DFPA also relies much more on helicopters that can dump water to fight fires, Thornton said.

Thornton has seen DFPA shift from guard towers to surveillance cameras to detect fires. DFPA no longer has any staffed lookouts and relies instead on mountaintop cameras that rotate 360 degrees.

With 27 cameras dispersed throughout its district, the agency’s fire surveillance camera system is the largest in North American, Thornton said.

“That’s been a significant change,” he said. “I’m quite sure that’s going to be the way of the future.”

The cameras watch 24 hours a day, said George Day, general manager of EnviroVision Solutions, which makes the software for the cameras.

“The camera never sleeps and along with the (smoke) detection software, it’s constantly looking,” Day said.

Mapping software connected to the cameras allows DFPA to pinpoint the fire and dispatch a crew, he said. Camera images help the agency assess how much response a fire requires, Day said.

Private landowners pay for fire protection. DFPA protects timberlands for $1.21 an acre and grazing land for 60 cents an acre. The BLM and Oregon Department of Forestry also pay to have their lands protected. The agreement with BLM works out well because much of its land in Southwestern Oregon forms a checkerboard pattern among private lands, Thornton said.

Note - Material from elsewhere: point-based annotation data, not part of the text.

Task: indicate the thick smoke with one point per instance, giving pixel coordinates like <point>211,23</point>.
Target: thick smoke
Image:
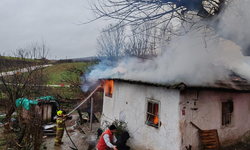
<point>195,59</point>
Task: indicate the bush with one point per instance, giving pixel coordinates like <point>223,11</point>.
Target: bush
<point>121,126</point>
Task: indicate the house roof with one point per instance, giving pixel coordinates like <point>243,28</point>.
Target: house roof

“It makes a lot more coordinated effort for the BLM to have it under one protection,” he said.

At 1.3 million acres, most of the land DFPA protects is timberland, Thornton said.

DFPA owes its start to private timberland owners, Thornton said. They realized banding together would be the best way to protect their investments from forest fires, he said.

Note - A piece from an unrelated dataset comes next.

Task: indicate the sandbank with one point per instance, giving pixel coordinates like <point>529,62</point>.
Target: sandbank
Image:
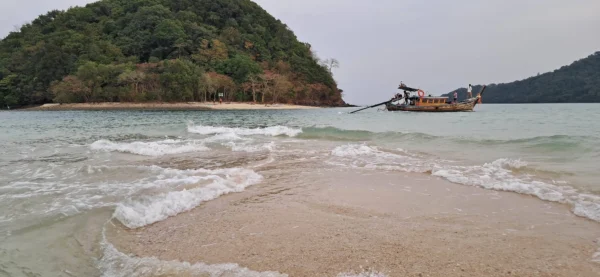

“The fire protection started back when it became obvious that they needed some cooperative nature to protect the lands because they couldn’t do it alone,” Thornton said. “It dawned on them that there was not a never-ending supply (of timber), so they needed to protect that.”

Along with striving to minimize the damage from forest fires, DFPA stresses prevention, Thornton said. The organization urges homeowners to sweep pine needle from roofs and clear brush from around houses.

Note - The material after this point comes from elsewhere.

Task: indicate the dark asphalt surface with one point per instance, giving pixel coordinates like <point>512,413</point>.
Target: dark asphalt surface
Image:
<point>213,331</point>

“It’s impossible for us to be everywhere. If we can educate people to do things around their homes, most of those homes could survive a forest fire,” Thornton said.

Douglas County homeowners have to be prepared for wildfires, Thornton said.

“We will have fires here,” he said. “It’s an area that’s fire prone. Always has, always will be.”

Community support and dedicated staff members have helped sustain DFPA for 100 years, Thornton said.

“A hundred years is a long time,” Thornton said. “I’ve thought about that a lot. Are we setting up for the next 100 years? I think we are.”